La protesta che ne emerge è infatti di sistema, nel
senso che reagisce alla struttura ma solo perché vorrebbe esserne maggiormente
inclusa. Ci si accorge infatti dello Stato vessatore ed ingiusto solo ora, e
questo perché, a differenza del passato, i cosiddetti “forconi” sentono in
prima persona il peso di un’ingiustizia che gli produce una sofferenza, fosse
anche solo quella sopravvalutata che pertiene esclusivamente alla sfera economica.
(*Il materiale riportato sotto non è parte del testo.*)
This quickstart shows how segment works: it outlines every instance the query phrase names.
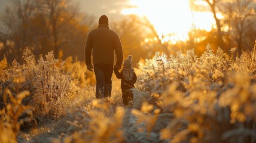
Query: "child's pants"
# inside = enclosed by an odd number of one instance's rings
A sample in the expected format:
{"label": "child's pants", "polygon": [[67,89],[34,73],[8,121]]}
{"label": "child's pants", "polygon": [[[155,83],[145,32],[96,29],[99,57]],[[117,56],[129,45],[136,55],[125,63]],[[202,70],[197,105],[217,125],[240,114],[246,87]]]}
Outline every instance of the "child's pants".
{"label": "child's pants", "polygon": [[126,89],[122,91],[123,103],[128,105],[130,101],[133,101],[133,94],[131,89]]}

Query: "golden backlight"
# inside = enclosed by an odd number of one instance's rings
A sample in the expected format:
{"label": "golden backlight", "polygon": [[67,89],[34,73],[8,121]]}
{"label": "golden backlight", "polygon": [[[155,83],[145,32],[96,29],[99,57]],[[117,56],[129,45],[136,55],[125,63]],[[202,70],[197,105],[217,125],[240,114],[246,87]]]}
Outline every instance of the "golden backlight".
{"label": "golden backlight", "polygon": [[145,16],[159,35],[174,34],[172,41],[186,41],[193,24],[209,31],[215,21],[211,12],[192,12],[188,0],[130,0],[130,4],[132,8],[123,10],[123,14]]}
La forza di questo malcontento non sta quindi nella
pleonastica idealità ma, ben piantata in quella società democratica e del
benessere a cui si richiama, nella stretta praticità. Una protesta che, a ben
vedere, accorpa interessi particolari che solo accidentalmente collimano in un cahier de doléance comune, come nella Favola delle api di de Mandeville, la
ricerca egoistica del proprio interesse favorirebbe l’interesse pubblico
dell’intera società. E infatti si sta già muovendo qualcosa dalla parte di
coloro che sostengono, altrettanto legittimamente, interessi divergenti
rispetto a quelli che stanno agitando il Comitato del 9 dicembre: gli esercenti
che vorrebbero tenere aperti i loro esercizi commerciali e i lavoratori che,
tacciati di poca solidarietà (ma in realtà anche loro solidali anzitutto con sé
stessi), se ne fregano chiedendo invece di poter lavorare tranquillamente.
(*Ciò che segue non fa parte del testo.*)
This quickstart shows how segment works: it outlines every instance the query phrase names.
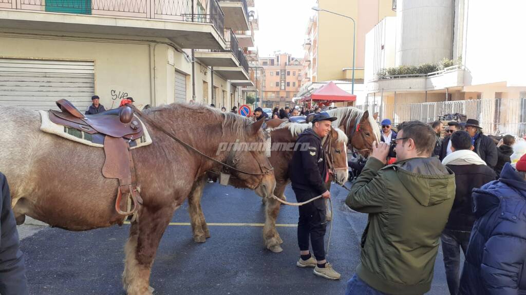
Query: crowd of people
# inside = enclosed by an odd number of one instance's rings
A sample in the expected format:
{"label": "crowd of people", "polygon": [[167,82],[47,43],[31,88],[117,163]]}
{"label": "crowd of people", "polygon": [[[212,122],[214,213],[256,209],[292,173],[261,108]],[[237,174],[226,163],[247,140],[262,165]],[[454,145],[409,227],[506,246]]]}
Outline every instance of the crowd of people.
{"label": "crowd of people", "polygon": [[474,119],[448,122],[443,138],[440,121],[380,124],[346,200],[369,215],[346,294],[423,294],[439,244],[450,294],[526,292],[523,146],[497,143]]}

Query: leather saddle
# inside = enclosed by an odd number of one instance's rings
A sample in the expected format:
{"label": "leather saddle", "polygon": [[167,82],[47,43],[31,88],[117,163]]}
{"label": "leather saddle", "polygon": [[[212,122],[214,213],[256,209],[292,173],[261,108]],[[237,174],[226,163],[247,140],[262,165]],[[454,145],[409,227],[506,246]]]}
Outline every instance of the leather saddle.
{"label": "leather saddle", "polygon": [[[138,119],[134,117],[133,109],[125,105],[96,115],[84,115],[67,100],[57,100],[56,104],[62,111],[49,110],[52,122],[104,138],[106,160],[103,175],[119,181],[115,209],[125,216],[135,213],[143,200],[137,189],[129,142],[141,137],[144,131]],[[124,203],[121,202],[123,194],[126,197]],[[133,208],[131,204],[128,205],[129,202],[133,202]]]}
Anche Alfano e Letta, da uomini politici navigati,
hanno capito che sarà sufficiente mettere questi diversi interessi l’uno contro
l’altro per far velocemente evaporare la protesta di quella “minoranza”. Alfano
rimesta già lo spettro dell’“eversione antidemocratica” e, molto più puntualmente,
il Primo Ministro va ripetendo, peraltro non a torto, che i manifestanti non
sono l’Italia intera.
In questa zuffa per gl’interessi particolari sarà
quindi sufficiente accontentare gl’interessi contingenti di una parte di quel presunto movimento unitario per
decretare il fallimento della fortuita coesione popolare. La mai dimenticata
strategia del divide et impera, che
funziona solo incontrando l’inclinazione alla volubilità del “popolo sovrano”.
Una rivoluzione democratica ma degli interessi
individuali o delle corporazioni, per cui si chiede esclusivamente che venga
vessato qualcun altro, n’importe quoi,
basta che il fardello dell’oppressione statale lasci la presa su coloro che
protestano in quel momento contingente.
In realtà, esaltando quei particolarismi oggi così denigrati, si potrebbe anche facilmente nobilitare quella protesta “di parte”.
Non è ai padri costituenti e alla Costituzione, né alla democrazia o al
tricolore, che ci si dovrebbe infatti richiamare, ma alle radici che,
sedimentatesi nei secoli, hanno composto il profondo sostrato della cultura e
della morale italiana.
Un non-popolo mediterraneo che ha fatto delle
diversità di campanile un patrimonio di cui adesso si vergogna; un non-popolo
anarcoide che si unisce solo per le partite della Nazionale di calcio;
un’accozzaglia di genti per cui l’istituzione con la “i” maiuscola rimane
ancora la famiglia e non lo stato, la patria o la nazione; un non-popolo
profondamente contraddittorio e sfuggente, che ha voluto ironicamente chiamare
la più compiuta espressione sociale dell’individualismo col termine di Comune e
ha fatto al contempo della propria storia un melodramma.
Non siamo tedeschi
né americani, per l’italico popolo ancora oggi, benché inconsapevolmente, il
“bene comune” è il “proprio bene”: “Franza
o Spagna purché se magna”.
E fintanto che non ci si vergognava ancora di questa
singolarità fisiologica, come osservò il romantico libertario Lord Byron agli
inizi dell’Ottocento sull’Italia: “non
c’è legge e non c’è governo ed è meraviglioso quanto le cose funzionino bene”.